Purpose: To explore the effect of recombinant human erythropoietin (r-HuEPO) on apoptosis in rats after traumatic brain injury.

Methods: A total of 48 traumatic brain-injured Sprague Dawley (SD) rats were obtained by improved Feeney’s traumatic brain injury model, and were randomly divided into four groups: normal saline-treated rats (control) and rats treated with r-HuEPO at doses of 1000 U/kg, 3000 U/kg and 5000 U/kg. Brain tissues were collected on the 7th day after trauma surgery. Apoptotic cells, and NF-kappa B (NF-ĸB)-, c-myc-, and Fas/Fasl-positive cells were identified in brain tissues by immunohistochemical assay.

Results: After treatment with r-HuEPO (3000 and 5000 U/kg), expression of NF-κB and Fas/Fasl were significantly decreased (p < 0.05) compared to control rats, especially at the 5000 U/kg dose (p < 0.01). However, for c-myc, no significant difference was observed between r-HuEPO treatment and control groups (p > 0.05). Compared to the 1000 U/kg r-HuEPO group, Fas/Fasl expression levels were significantly lower in the 3000 and 5000 U/kg r-HuEPO groups (p < 0.05). Additionally, expression of NF-κB and Fasl in the 5000 U/kg r-HuEPO group was significantly lower than that in the 3000 U/kg r-HuEPO group (p < 0.05). Moreover, the number of apoptotic cells in the r-HuEPO group (5000 U/kg) was significantly lower than in the control group (p < 0.05).

Conclusion: Thus, r-HuEPO may be beneficial for treating traumatic brain injury via inhibition of NF-kappa B and Fas/Fasl expressions.

Keywords: Recombinant human erythropoietin, NF-kappa B, Traumatic brain injury, Apoptosis, Neuronal damage, Fas/Fasl expression

Introduction

Traumatic brain injury (TBI) is a major cause of death and persistent disability [1]. In addition, it is reported that over 5 % of patients with moderate injury, and 16 % of patients with severe injury would develop posttraumatic epilepsy [2,3]. The mechanisms underlying secondary brain damage following TBI are complex and involve two main stages: traumatic cerebral edema and delayed neuronal damage [1-3]. Delayed neuronal damage leads to irreversible necrosis or apoptosis of neurons, which could affect the long-term prognosis and quality of life in patients [1,2,4,5]. It is known that NF-kappa B (NF-κB) can result in neuronal damage by apoptosis. In addition, the c-myc gene could also promote apoptosis of neurons. Fatty acid synthase (Fas) is a transmembrane protein belonging to the tumor necrosis factor (TNF) superfamily. Interaction between Fas and its ligand (Fasl) is one of the main pathways for inducing apoptosis [6-9].

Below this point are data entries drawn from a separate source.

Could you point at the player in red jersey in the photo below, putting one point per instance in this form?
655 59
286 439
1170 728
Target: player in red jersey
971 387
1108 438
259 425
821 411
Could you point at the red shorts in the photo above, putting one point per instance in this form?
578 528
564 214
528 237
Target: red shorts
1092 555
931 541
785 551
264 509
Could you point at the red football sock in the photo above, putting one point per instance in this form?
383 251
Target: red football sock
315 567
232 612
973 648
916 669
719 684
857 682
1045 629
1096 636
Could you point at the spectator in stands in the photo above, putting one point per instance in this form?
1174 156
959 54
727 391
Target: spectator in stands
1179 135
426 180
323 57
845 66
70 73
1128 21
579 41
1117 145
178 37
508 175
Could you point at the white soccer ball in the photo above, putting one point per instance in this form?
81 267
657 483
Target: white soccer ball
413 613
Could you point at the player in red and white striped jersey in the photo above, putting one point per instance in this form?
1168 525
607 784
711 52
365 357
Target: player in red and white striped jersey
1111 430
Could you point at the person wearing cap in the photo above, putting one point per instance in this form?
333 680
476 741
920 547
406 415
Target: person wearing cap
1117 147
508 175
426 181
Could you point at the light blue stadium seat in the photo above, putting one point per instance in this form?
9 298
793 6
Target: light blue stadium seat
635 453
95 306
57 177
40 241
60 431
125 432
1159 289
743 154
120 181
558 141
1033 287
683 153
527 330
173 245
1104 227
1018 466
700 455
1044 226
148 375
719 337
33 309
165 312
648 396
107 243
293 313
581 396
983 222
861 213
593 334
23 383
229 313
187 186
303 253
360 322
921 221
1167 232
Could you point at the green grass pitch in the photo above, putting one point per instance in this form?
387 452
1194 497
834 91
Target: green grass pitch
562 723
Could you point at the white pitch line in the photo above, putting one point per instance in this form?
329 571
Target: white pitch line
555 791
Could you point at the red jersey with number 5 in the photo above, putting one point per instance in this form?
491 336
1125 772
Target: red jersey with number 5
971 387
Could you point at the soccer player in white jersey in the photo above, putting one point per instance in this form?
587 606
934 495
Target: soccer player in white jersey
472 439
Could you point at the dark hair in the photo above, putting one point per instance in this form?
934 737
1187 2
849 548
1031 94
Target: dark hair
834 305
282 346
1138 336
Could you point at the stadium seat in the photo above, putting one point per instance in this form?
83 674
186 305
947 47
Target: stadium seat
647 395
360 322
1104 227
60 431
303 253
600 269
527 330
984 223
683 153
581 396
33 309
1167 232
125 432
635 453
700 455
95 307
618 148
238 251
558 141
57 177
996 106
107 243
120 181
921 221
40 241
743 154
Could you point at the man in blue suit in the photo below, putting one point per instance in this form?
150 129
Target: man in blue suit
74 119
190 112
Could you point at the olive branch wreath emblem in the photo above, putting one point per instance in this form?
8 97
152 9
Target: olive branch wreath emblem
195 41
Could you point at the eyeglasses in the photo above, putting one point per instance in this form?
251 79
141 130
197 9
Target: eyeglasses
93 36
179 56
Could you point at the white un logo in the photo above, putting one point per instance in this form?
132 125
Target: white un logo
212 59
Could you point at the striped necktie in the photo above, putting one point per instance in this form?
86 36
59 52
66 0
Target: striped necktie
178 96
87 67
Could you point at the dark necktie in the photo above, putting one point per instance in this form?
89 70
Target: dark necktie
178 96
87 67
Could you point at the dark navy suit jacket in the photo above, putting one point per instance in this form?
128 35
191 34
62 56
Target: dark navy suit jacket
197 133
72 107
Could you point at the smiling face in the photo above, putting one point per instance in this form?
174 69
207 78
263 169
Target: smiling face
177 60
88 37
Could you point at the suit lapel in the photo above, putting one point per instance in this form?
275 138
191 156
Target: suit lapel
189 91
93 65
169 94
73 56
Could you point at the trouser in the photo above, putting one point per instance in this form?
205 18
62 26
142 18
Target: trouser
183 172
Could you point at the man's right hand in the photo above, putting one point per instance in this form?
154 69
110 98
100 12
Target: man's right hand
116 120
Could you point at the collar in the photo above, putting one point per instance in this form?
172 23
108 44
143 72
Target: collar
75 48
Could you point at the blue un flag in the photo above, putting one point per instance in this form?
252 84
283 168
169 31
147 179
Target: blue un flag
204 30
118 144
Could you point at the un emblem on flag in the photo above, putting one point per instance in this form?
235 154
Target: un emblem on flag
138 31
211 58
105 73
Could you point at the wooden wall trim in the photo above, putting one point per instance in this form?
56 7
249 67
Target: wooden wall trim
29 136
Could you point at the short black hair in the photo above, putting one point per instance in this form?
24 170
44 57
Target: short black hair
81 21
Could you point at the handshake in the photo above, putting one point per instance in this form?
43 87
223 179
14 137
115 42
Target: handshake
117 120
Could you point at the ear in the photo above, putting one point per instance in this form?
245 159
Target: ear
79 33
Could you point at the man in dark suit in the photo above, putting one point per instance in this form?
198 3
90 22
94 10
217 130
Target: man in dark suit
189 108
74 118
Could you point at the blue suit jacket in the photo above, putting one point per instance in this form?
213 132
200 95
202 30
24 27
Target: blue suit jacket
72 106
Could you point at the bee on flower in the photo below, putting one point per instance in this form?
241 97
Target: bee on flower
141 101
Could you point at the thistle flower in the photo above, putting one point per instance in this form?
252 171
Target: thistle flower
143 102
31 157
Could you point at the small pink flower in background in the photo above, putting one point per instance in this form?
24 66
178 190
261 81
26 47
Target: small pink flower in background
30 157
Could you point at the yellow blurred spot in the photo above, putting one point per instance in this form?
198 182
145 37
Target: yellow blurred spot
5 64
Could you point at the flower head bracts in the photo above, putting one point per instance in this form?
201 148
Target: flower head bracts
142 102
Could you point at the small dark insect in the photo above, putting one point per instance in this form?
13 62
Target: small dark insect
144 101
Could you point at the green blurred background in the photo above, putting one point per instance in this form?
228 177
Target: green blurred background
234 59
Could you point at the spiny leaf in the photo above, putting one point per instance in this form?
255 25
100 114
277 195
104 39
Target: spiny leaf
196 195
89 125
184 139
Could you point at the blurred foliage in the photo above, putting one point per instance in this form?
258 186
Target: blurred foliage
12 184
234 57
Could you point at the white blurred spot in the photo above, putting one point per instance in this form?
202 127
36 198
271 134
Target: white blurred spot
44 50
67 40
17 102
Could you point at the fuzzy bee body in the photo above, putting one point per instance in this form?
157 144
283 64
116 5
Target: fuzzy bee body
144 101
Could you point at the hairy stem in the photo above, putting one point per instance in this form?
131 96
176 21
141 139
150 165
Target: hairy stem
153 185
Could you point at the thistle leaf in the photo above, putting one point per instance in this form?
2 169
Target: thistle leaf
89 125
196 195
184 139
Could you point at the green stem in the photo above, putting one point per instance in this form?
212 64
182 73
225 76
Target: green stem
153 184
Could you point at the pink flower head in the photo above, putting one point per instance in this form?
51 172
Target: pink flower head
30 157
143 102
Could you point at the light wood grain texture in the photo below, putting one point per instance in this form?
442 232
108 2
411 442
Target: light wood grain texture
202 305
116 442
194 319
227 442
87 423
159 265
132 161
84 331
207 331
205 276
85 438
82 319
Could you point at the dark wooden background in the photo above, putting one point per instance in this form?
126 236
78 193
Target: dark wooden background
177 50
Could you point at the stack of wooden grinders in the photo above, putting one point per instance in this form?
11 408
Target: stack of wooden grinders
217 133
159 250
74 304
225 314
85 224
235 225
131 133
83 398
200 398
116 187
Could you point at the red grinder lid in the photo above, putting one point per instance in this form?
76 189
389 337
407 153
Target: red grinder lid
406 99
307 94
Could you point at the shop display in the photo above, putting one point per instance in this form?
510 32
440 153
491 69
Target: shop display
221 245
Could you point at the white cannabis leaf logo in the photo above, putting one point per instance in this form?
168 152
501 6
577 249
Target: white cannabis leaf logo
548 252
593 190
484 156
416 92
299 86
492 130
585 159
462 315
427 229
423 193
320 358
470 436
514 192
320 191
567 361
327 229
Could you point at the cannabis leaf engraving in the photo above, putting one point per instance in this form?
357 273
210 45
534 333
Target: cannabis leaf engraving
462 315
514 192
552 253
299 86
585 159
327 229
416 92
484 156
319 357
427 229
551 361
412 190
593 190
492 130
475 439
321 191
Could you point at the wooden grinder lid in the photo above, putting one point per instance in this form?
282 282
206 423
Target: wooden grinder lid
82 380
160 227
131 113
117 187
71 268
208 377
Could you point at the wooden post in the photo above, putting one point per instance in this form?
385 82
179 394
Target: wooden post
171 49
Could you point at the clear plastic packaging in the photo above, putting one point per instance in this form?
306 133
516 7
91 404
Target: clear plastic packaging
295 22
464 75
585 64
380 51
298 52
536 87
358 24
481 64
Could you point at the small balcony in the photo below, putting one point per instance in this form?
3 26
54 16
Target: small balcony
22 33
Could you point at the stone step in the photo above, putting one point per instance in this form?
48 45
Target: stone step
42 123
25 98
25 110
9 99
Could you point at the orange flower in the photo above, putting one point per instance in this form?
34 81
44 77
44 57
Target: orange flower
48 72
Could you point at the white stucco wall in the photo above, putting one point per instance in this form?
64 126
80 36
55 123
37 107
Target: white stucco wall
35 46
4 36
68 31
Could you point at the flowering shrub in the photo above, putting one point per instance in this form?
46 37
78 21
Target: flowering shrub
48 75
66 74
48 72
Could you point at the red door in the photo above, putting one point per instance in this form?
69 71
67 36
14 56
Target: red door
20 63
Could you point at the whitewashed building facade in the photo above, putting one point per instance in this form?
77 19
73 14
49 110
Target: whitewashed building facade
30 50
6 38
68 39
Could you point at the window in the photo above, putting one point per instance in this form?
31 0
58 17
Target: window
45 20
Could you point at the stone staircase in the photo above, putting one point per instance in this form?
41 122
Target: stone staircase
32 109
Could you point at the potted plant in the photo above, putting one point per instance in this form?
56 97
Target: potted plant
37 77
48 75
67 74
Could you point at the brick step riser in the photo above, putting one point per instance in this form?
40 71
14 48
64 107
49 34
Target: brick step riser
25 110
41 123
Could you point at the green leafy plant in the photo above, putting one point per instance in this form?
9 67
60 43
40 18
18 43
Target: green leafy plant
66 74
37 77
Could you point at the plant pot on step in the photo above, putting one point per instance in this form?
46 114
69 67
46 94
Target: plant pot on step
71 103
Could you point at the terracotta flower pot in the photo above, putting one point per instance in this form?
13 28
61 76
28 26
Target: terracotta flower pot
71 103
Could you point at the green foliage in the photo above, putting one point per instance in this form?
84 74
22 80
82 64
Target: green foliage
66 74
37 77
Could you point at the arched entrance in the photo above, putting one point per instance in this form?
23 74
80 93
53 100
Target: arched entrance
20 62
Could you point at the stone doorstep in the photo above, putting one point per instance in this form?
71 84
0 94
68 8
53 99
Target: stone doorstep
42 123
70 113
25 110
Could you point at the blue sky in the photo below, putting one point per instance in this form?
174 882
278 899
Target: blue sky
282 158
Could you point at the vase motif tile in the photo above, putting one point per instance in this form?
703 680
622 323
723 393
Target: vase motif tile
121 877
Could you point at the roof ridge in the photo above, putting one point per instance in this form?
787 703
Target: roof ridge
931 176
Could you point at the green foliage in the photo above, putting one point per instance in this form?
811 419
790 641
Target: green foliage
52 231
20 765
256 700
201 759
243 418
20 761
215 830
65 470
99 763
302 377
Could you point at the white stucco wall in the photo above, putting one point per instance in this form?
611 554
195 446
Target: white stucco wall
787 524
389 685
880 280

Erythropoietin (EPO), which is mainly produced by the kidneys and liver, can affect hematopoietic stem cells present in the bone marrow. Recent research has indicated that EPO can be secreted by astrocytes (paracrine secretion) in the central nervous system (CNS) [10]. Furthermore, the secreted EPO could bind to the EPO receptors present on neuronal membranes nearby. Furthermore, EPO could also protect the nerves from secondary brain damage after TBI by relieving cerebrum edema [11], facilitating neuronal regeneration [12], lowering toxicity of excitatory amino acid neurotransmitters [13], and playing anti-oxidative effect [14]. Our present study used the r-HuEPO to treat traumatic brain injury in rats, and explore the effects of r-HuEPO on the expressions of NF-kB, c-myc and Fas/Fasl in brain tissue.

Methods

Materials

The r-HuEPO was purchased from the Shenyang Shansheng pharmaceutical Co., LTD (Shenyang, China); the primary antibodies of NF-kB and Fas/Fasl were purchased from the Santa Cruz Biotech. (Shanghai, China); the primary antibodies of c-myc were purchased by ZSGB Biotech (Shanghai, China); the secondary antibodies reagents of Envision were purchased from the Fuzhou Maixin Co., Ltd (Fuzhou, China). All the other chemical reagents used in our study were of analytical grade.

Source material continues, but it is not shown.